I agree. In my opinion though, Haiku's insistence on becoming just another platform to run your UNIX software stack on means it will probably never succeed at that goal.
In case you haven't noticed, a majority of people on Windows or macOS use software that was originally part of the "UNIX software stack" -- between SSH, bash, GCC, FFmpeg, etc. I am pretty sure you could find at least one piece of "originally UNIX" software that at least a majority of programmers using any given OS use.
Anyway, I think you miss the point of Haiku if you think it'll never get anywhere because of how much UNIX software runs on it. It's not here just to "be different from everyone else." The POSIX API makes a lot of sense; anyone going against it has to have a particularly good reason to do so. Even Apple doesn't, for the most part.

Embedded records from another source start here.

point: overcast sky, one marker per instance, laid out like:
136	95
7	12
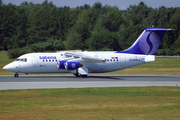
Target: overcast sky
121	4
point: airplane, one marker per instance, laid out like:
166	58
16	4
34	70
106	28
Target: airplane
82	63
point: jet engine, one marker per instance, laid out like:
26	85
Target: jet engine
64	64
61	64
72	65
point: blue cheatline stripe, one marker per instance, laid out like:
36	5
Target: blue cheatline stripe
148	42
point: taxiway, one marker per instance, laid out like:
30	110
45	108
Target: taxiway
70	81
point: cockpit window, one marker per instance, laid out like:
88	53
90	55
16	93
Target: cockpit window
22	59
25	59
17	59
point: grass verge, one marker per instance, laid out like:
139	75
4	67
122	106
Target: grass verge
135	103
165	66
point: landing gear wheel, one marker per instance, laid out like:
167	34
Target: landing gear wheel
16	75
83	76
77	73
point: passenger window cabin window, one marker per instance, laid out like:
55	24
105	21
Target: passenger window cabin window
25	60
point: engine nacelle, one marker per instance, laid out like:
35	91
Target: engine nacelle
72	65
61	64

I've had this argument with you before and I'm not really interested in having it again. Suffice it to say that I have a different idea of what a personal computer should be than you or the parts of the Haiku community who are left.
I think macOS/Mac OS X was always known for fantastic Mac-specific software as opposed to just ports of user apps from, say, Linux — probably because Mac OS X was the successor to Mac OS 9.
So Mac OS X inherited one userbase that appreciated platform-specific software. Haiku doesn't really have anything to inherit like that so until people start making Haiku-specific software, that could be an issue for seeing great Haiku software rather than just ports.
In the beginning, there was also a good deal of people coming from NeXt and finally finding a target audience. Some of those applications fared even better, as they were basically Cocoa already, whereas some of the older Mac apps were more baroque, not supporting all the nice new features and having a more outdated look. So the "newcomers" served as important style guides. (Let's not even mention the backlash against further outliers like Java Swing apps or RealBasic)
For a while, the OS X app space was rather "pure". A minimalistic aesthethic, plenty of small opnionated productivity applications. Apple itself didn't wreck or disrupt it too much (looking at you, MS Office).
That's a great point. A lot of the best macOS software came from, and still come from, developers from the NeXTSTEP era. Some have faded a bit, but they're still there setting the benchmark.
Great stuff. We need an open-source operating system 100% focused on the desktop.